Cities Facing Costly Clean Water Act Mandates Can Use New Tool – May Bring
Congress passed the Integrated Planning bill in late 2018 legislative action; and, it potentially will have a direct financial impact on nearly every person who uses tap water, toilets, showers and other uses that end up in the sewer and wastewater treatment plant. HR 7279 the Water Infrastructure Improvement Act had strong bipartisan and bicameral support. It amends the Clean Water Act, by codifying EPA’s current Integrated Planning and Permitting Policy to allow municipalities to develop a plan that integrates wastewater and stormwater management, (Section 3). Any city that owns or operates a sewer system and/or wastewater treatment plant now has an opportunity to continue progress on water quality and stormwater controls but will have more flexibility when it comes to the intersection of affordability and compliance schedules. The Act has several provisions that are important to cities.

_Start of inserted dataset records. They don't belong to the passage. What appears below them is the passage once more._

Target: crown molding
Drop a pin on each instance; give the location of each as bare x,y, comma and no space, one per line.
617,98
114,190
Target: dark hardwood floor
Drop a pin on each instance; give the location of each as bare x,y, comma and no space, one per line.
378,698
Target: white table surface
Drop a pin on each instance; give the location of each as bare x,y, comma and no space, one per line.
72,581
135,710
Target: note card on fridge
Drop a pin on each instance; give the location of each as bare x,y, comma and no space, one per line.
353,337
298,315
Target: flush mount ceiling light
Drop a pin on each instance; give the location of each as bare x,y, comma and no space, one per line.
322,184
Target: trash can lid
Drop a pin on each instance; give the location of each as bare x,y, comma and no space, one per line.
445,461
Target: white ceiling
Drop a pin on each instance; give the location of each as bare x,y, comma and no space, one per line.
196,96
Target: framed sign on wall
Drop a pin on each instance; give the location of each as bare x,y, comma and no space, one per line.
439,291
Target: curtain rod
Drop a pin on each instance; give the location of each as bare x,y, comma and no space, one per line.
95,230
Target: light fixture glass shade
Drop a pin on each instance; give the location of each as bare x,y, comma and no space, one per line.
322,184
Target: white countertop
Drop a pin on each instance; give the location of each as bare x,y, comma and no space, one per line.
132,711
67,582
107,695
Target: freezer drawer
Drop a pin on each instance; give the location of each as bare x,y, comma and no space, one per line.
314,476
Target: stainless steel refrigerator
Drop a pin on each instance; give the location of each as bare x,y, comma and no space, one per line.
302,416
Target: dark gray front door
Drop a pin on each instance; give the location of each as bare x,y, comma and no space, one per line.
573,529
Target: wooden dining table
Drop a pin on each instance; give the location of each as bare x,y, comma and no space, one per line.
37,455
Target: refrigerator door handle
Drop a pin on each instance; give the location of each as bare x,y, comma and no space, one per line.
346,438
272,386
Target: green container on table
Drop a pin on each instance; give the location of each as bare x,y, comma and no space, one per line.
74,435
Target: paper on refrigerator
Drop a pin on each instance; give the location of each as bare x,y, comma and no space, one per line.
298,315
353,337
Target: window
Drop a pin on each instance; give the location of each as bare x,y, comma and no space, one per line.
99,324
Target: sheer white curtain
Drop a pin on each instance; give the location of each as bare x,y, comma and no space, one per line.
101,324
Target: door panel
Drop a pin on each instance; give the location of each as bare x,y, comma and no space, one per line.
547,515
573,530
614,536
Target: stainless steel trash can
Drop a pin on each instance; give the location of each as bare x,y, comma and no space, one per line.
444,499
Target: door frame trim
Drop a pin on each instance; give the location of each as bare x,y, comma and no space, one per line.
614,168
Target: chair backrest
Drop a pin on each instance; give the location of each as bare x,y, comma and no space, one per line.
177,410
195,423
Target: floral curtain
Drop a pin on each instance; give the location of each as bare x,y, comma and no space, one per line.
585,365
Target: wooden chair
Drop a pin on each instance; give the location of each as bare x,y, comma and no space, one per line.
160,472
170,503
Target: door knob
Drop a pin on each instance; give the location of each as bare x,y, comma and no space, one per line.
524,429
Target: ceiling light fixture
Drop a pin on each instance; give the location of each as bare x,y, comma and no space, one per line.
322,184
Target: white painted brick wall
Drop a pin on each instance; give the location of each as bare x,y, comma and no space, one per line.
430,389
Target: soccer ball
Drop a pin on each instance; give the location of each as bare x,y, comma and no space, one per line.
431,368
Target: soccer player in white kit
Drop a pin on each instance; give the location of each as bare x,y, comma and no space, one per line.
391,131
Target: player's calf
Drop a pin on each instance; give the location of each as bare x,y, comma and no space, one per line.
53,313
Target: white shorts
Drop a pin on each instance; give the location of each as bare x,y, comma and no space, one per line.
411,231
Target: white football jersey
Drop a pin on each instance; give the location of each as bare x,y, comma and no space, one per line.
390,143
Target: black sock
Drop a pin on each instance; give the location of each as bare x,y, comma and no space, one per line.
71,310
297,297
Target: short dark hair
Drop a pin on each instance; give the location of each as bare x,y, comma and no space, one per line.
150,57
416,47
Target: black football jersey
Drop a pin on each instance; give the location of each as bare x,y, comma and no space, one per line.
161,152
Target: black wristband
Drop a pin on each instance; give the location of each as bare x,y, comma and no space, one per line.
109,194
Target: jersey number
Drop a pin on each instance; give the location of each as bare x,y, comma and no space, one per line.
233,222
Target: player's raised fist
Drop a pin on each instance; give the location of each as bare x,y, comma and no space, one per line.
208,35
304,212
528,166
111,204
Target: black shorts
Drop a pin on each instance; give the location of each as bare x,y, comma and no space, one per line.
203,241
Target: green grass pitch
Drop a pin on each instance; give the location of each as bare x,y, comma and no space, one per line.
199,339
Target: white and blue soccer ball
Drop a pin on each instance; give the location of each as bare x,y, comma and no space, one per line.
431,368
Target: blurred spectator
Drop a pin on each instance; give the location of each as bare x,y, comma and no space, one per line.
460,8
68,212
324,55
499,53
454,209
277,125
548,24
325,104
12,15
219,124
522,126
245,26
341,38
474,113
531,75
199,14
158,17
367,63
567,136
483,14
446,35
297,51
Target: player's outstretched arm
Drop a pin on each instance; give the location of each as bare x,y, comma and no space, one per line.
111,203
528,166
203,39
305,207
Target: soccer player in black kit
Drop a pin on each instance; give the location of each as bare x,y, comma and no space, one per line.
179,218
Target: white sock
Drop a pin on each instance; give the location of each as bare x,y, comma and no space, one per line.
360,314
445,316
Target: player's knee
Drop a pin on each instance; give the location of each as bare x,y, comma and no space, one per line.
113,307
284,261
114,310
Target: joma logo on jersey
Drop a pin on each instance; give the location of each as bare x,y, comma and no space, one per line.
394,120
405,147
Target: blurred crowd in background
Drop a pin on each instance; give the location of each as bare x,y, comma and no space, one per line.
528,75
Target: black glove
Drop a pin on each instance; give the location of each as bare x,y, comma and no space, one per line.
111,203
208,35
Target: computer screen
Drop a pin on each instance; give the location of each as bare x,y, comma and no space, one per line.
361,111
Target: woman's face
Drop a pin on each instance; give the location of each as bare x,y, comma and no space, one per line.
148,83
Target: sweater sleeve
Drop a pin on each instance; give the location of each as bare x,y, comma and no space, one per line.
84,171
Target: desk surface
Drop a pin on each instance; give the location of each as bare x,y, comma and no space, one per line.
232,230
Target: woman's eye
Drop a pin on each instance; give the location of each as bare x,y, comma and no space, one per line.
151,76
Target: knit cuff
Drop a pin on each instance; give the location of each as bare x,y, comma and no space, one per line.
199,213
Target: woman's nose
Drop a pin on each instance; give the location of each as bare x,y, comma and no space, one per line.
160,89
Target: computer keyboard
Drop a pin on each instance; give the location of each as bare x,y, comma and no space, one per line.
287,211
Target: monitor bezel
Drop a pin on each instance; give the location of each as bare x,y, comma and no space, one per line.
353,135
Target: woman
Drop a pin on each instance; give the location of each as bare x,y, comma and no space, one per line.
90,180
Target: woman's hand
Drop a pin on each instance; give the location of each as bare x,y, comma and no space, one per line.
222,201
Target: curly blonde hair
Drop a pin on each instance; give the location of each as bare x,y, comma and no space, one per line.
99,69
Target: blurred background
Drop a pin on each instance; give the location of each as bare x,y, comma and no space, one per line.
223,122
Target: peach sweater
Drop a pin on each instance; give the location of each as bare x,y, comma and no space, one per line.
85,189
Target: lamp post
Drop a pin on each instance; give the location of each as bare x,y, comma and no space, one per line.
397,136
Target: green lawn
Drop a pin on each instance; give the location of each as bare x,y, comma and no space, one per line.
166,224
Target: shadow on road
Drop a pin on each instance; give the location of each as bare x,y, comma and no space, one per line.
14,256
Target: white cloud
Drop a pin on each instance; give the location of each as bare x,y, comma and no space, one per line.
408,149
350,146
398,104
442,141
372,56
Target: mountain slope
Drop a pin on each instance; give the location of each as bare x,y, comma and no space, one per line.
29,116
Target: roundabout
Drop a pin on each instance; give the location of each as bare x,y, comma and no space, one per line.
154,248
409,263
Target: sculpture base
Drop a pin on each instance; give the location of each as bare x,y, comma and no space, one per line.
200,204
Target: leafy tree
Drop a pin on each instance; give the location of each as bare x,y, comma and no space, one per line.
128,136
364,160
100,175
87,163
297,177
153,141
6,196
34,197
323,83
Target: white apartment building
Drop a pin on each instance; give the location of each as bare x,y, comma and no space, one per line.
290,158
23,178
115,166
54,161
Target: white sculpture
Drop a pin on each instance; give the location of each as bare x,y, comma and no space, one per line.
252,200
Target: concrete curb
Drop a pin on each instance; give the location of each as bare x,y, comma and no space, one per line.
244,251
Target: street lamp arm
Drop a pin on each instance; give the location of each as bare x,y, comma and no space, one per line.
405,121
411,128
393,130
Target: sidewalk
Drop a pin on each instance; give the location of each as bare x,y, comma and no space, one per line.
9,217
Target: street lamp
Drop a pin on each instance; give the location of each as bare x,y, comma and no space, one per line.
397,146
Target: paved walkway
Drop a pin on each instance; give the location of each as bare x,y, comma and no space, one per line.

Section 3 – Integrated Plans
- Comprehensive Applicability: Municipal systems permitted under the National Pollutant Discharge Elimination System (NPDES) that incorporate an integrated plan may integrate all requirements under the Act addressed in the plan, including requirements relating to:
– combined sewer overflows
– sanitary sewer collection systems
– total maximum daily loads.
- Informing Cities about Integrated Plans: Whenever EPA takes an enforcement action under the CWA they MUST inform the city of the opportunity to develop an integrated plan.
- Modify Decrees and Settlements: A municipality under an administrative order or settlement agreement may request a modification of the order or settlement based on the municipality’s integrated plan.
- Incorporating Green Infrastructure: A plan that is incorporated into a permit may include the implementation of green infrastructure and projects to reclaim, recycle, or reuse water. Green infrastructure includes measures that mimic natural processes to store, reuse, or reduce stormwater.
- Flexible Compliance Schedules: A permit incorporating an Integrated Plan may include a schedule of compliance that allows actions for meeting water quality-based effluent limitations to be implemented over more than one permit term if the compliance schedules are authorized by state water quality standards.
Section 4 – Municipal Ombudsman
The Act establishes an Office of the Municipal Ombudsman in the Environmental Protection
Agency to provide:
- Technical assistance to municipalities seeking to comply with the Clean Water Act
- Information to the EPA to ensure that agency policies are implemented by all EPA offices.
- The Ombudsman is responsible for informing cities about federal financial assistance they may be eligible to receive.
- Ombudsman is also responsible for informing cities of what flexibility is available under the CWA.
It is expected that the Ombudsman will be able to help permit holders, cities, that raise concerns about requirements mandated by EPA Regional Offices.
Section 5 – Green Infrastructure
EPA is required to:
- Promote the use of green infrastructure.
- Coordinate efforts to implement green infrastructure with other federal agencies, states and tribal government.
- Conduct outreach and green infrastructure training in the regions.
- Establish a website for green infrastructure information sharing and technical assistance.